This is what an empty public space in Harrisburg, Pennsylvania looks like.
Yes, it’s taken from Google Images, because we weren’t there. Neither was anybody else this past Monday night, because the Tea Party Patriots, in conjunction with NumbersUSA and other anti-immigrant groups, completely failed to hold a rally they’d been planning there.
Just a few weeks ago, Tea Party Patriots (TPP) co-founder was quoted in this Breitbart piece announcing anti-immigrant town halls being planned in Harrisburg, Pennsylvania; Ohio; Dallas, Texas; and South Carolina this August. Now those events have disappeared from their website.

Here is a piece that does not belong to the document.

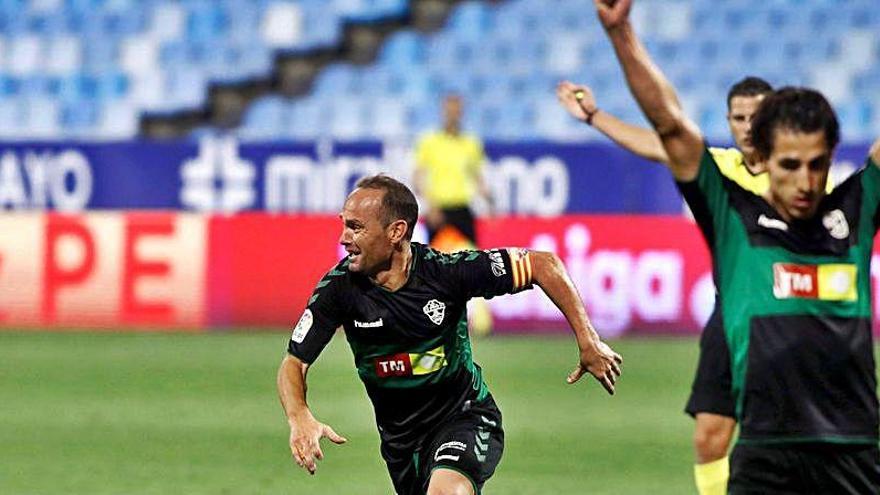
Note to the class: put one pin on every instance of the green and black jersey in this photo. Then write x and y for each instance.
(796, 307)
(411, 346)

Similarly, the Black American Leadership Alliance is scheduled to hold a series of anti-immigrant rallies in a few different states on September 7. Up until recently, eight events were scheduled to be held in as many states. But overnight, half of the events were cancelled, and now only four are still in the works. Paul Arnold, one of the group’s organizers, even complained in a Facebook post (that he later deleted) that it was just too hard to find enough interest, and organizers.
When the Atlantic’s Molly Ball tried to figure out what happened to these events, Roy Beck of NumbersUSA—amazingly—told her that his group “did not try to organize anything massive” against immigration for August recess, though he had previously told her just the opposite. He also claimed that the reason why nobody attended a widely-mocked Steve King rally this month in Richmond was because it was set in an African-American party of the city*.
Opponents of immigration reform have in recent days been claiming that there is no impetus for Congress to move forward with immigration reform, because supporters have not demonstrated that they want it badly enough this August. Excuse me? By the time recess is over, advocates of reform will have held more than 500 events in dozens of different states. You can view some of the pictures here, here, here, here, here, here, and here. How many events has the opposition held?
As an article in The Week pointed out last Friday, immigration reform advocates aren’t the only ones with something to prove this summer. We once estimated that there is a sizable contingent of “vote no, pray yes” who want immigration reform to pass but are not sure they can take the heat if they vote in favor. If Tea Party conservatives can’t even mobilize against immigration reform this summer, how are they going to mobilize state-by-state efforts to primary sitting Congressmembers out of office?
The iconic picture of the immigration reform opponents’ efforts this summer is Steve King, alone in a gazebo speaking to a mostly-empty public park. And that’s the guy John Boehner is afraid of?
* From Molly Ball’s piece: As for the poorly attended Richmond rally, Beck acknowledged it was disappointing, but blamed the lack of turnout on a bad location choice. “We picked a spot that, it turns out, has the highest homicide rate in the city, and apparently a lot of people were afraid to come,” he said. Beck seemed to associate this danger with the African-American population: “We wanted to be there at a place where we could talk about the huge population of descendants of slavery who have never yet been part of the American Dream,” he said. “But sometimes passion and principles get in the way of practicality.”